И в то же мгновение у меня явилось твердое убеждение, что К., у которого назначала свидание Сара, был именно он, Кельхблюм.
– Ты что же здесь делаешь? – тихо спросил он, смотря на меня подозрительно и не отвечая на мой вопрос.
– Да то же, вероятно, что и ты… Только ты раньше встал, а потому и капрал.
Он сильно покраснел и замигал глазами.
– Объяснись! – сказал он. – Я тебя не понимаю.
– Очень просто. Ведь ты ходишь сюда к Саре или ради Сары?
Он ничего не ответил и быстро двинулся по узенькому скрипучему тротуару.
– Послушай, – сказал я. – Объясни ты мне, пожалуйста, одно, кому назначалась эта записка?
И я вынул из портфельчика и развернул перед ним записку, но в руки ему ее не дал, а напротив, тотчас же, как он взглянул на нее, я снова быстро спрятал её в портфельчик.
– Так это ты был вчера в коридорчике и поднял записку?
Я молча кивнул головой.
Он вдруг совершенно неожиданно крепко схватил меня за руку и заговорил испуганно:
– Слушай! Ты молчи, молчи, пожалуйста, об этом… Сара молода… Сара глупа… Но ты, ты можешь подвергнуться серьезным неприятностям, страшным неприятностям.
И он робко оглянулся кругом и даже покосился на забор, как будто подозревал, что и там, за этим забором, были уши.

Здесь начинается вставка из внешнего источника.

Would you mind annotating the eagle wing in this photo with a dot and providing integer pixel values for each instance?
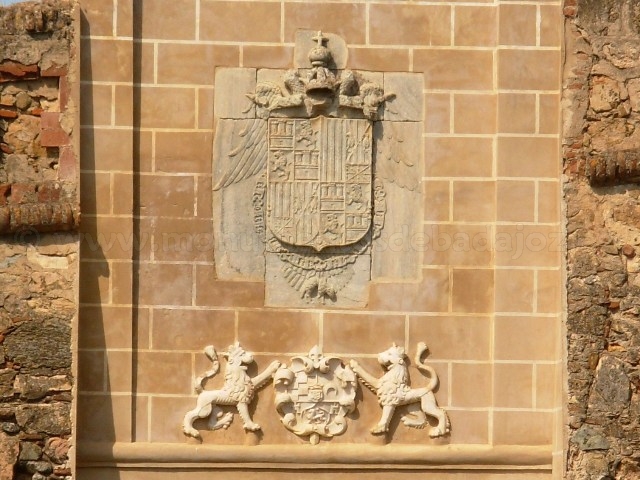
(248, 154)
(392, 161)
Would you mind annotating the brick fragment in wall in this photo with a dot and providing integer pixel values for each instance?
(40, 347)
(11, 71)
(39, 217)
(38, 17)
(614, 168)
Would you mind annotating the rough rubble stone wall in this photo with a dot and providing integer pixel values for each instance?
(601, 153)
(38, 263)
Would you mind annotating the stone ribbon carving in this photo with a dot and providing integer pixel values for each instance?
(314, 395)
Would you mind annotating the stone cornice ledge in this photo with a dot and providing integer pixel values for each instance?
(350, 456)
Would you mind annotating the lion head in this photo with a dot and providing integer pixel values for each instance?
(392, 356)
(236, 355)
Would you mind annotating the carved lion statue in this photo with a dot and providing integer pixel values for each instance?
(393, 390)
(238, 390)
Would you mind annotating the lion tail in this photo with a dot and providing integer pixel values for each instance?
(424, 368)
(211, 354)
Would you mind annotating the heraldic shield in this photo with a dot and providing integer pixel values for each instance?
(319, 178)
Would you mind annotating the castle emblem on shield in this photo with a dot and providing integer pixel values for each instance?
(319, 181)
(307, 144)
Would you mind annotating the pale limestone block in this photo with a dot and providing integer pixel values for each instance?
(352, 286)
(305, 42)
(271, 76)
(398, 162)
(238, 248)
(231, 86)
(408, 101)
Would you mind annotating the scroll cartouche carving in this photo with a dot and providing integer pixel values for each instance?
(314, 395)
(393, 390)
(238, 390)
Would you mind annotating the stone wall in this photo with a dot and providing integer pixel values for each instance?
(601, 151)
(39, 198)
(153, 295)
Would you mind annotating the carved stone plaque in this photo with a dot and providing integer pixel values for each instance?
(301, 179)
(314, 395)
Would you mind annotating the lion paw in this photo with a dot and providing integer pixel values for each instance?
(379, 429)
(252, 427)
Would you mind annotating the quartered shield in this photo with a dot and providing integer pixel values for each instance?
(319, 181)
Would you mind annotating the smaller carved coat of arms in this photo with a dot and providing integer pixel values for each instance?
(314, 395)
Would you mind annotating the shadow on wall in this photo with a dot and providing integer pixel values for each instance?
(95, 409)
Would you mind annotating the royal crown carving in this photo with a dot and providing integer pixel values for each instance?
(308, 146)
(315, 394)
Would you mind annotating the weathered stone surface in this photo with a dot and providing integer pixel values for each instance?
(50, 419)
(36, 387)
(231, 86)
(611, 390)
(57, 449)
(6, 383)
(29, 451)
(9, 427)
(40, 347)
(406, 105)
(601, 144)
(588, 437)
(9, 450)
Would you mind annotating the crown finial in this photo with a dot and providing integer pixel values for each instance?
(319, 38)
(320, 55)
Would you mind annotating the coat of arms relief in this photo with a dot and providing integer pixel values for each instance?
(309, 166)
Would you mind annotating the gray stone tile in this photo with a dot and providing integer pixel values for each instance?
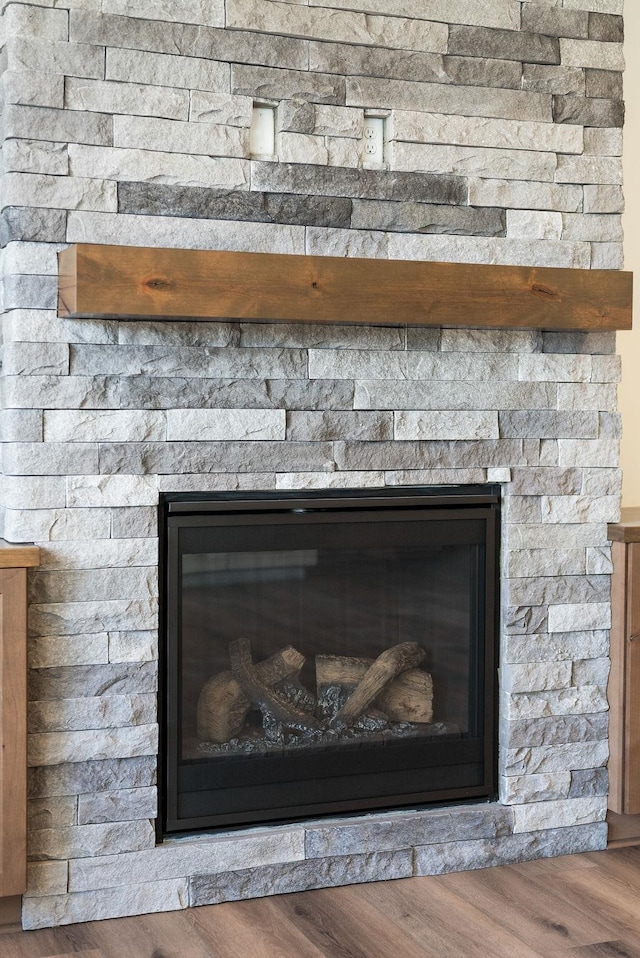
(299, 876)
(503, 44)
(548, 843)
(387, 394)
(589, 783)
(553, 21)
(606, 84)
(119, 806)
(278, 84)
(570, 341)
(426, 218)
(447, 98)
(588, 112)
(94, 776)
(539, 78)
(363, 184)
(154, 200)
(554, 730)
(428, 455)
(211, 457)
(186, 361)
(236, 46)
(406, 829)
(31, 225)
(74, 681)
(58, 126)
(327, 426)
(606, 27)
(548, 423)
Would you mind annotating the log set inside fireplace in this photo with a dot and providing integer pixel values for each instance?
(327, 652)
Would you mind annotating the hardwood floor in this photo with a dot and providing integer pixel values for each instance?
(581, 906)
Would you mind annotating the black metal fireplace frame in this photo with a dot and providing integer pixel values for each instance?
(475, 758)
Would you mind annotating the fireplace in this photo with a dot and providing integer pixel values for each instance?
(328, 652)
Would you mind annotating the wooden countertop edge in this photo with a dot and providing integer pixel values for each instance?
(19, 556)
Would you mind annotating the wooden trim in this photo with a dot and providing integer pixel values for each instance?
(121, 282)
(18, 556)
(13, 731)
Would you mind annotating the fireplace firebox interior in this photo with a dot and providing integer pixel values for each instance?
(327, 652)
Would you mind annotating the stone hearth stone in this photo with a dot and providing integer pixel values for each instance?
(300, 876)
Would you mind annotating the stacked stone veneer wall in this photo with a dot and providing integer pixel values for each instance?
(122, 125)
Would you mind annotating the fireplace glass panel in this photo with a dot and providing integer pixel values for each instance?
(326, 654)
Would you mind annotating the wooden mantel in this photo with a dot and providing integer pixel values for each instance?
(123, 282)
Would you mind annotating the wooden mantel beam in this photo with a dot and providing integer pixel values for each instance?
(122, 282)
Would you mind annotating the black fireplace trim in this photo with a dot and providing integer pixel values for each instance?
(479, 758)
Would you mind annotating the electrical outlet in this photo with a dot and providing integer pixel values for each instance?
(373, 140)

– Тут замешано одно лицо… одна особа… У… какая особа! – И он поднял обе руки кверху, затем наклонился ко мне к самому уху. – Может быть, ты узнаешь, кто это, и тогда поймешь, чем ты рискуешь, страшно рискуешь…
Я посмотрел на его растерянное, испуганное лицо, на его прыгавшие брови и растрепанные рыжеватые волосы, на его искривленный рот и на побледневший кончик носа и… невольно расхохотался.
XL
Все мои усилия узнать от него что-либо были напрасны. Я плюнул, обругал его и бросил.
Я опять провел бессонную ночь, а вечером отправился в балаган.
На представление снова явилась вся наша веселая компания, и кроме нее собралось множество офицеров (в П. стоял тогда л. – уланский полк). С самого уже начала спектакля я чувствовал, что без скандала не обойдется. Вся молодежь была, очевидно, в вызывающем настроении. Она распоряжалась в партере как у себя дома. Князь Б. поставил кресло спиной к сцене и, развалясь на нем, ораторствовал, острил, каламбурил, и все хохотали до упаду, нисколько не стесняясь купцами, чиновниками и даже помещиками, которые наполняли залу. Впрочем, молодежь из помещиков участвовала и в нашем кружке. В этом же кружке был и жандармский офицер П., который предусмотрительно и постоянно останавливал нас и урезонивал.
Что в особенности бросалось в глаза, но чего я тогда не замечал, это необыкновенное количество полиции в спектакле. У всех входов и выходов стояло по два жандарма. У главного подъезда или балкона стоял целый взвод.
Перед началом пантомимы я подошел к моему креслу и оглянулся назад. В 4-м ряду сидел мой двойник. Я иначе не могу назвать человека, который необыкновенно походил на меня, но, очевидно, был многим старше моих лет.
– Кто это? – спросил я моего соседа, Петю Д.
– Какой-то чужой, приезжий… А не правда ли, он удивительно похож на тебя?
Мой двойник почтительно разговаривал со своим соседом, высоким блондином с большими усами и баками. На обоих статское платье сидело как-то неуклюже, по-военному.
Вдруг он встал и пошел вон из залы. Я отправился вслед за ним и старался не потерять его из виду. Он вышел в сени и затем вдруг исчез сквозь маленькую дверь на балкон.
Я бросился за ним.
XLI
Дверца выходила на двор балагана, и мой двойник направлялся, как мне казалось, к той наружной галерейке, которая начиналась от кассы.
Он прошел не более десяти шагов и остановился.
Я поравнялся с ним.
– Ж. Г.! – спросил он меня резко. – Куда вы идете?
– Куда мне нужно… – ответил я ему довольно грубо и продолжал свою дорогу.
– Жандарм! – закричал мой двойник.
И вдруг, словно из-под земли, явилось не только двое жандармов, но с ними еще двое казаков.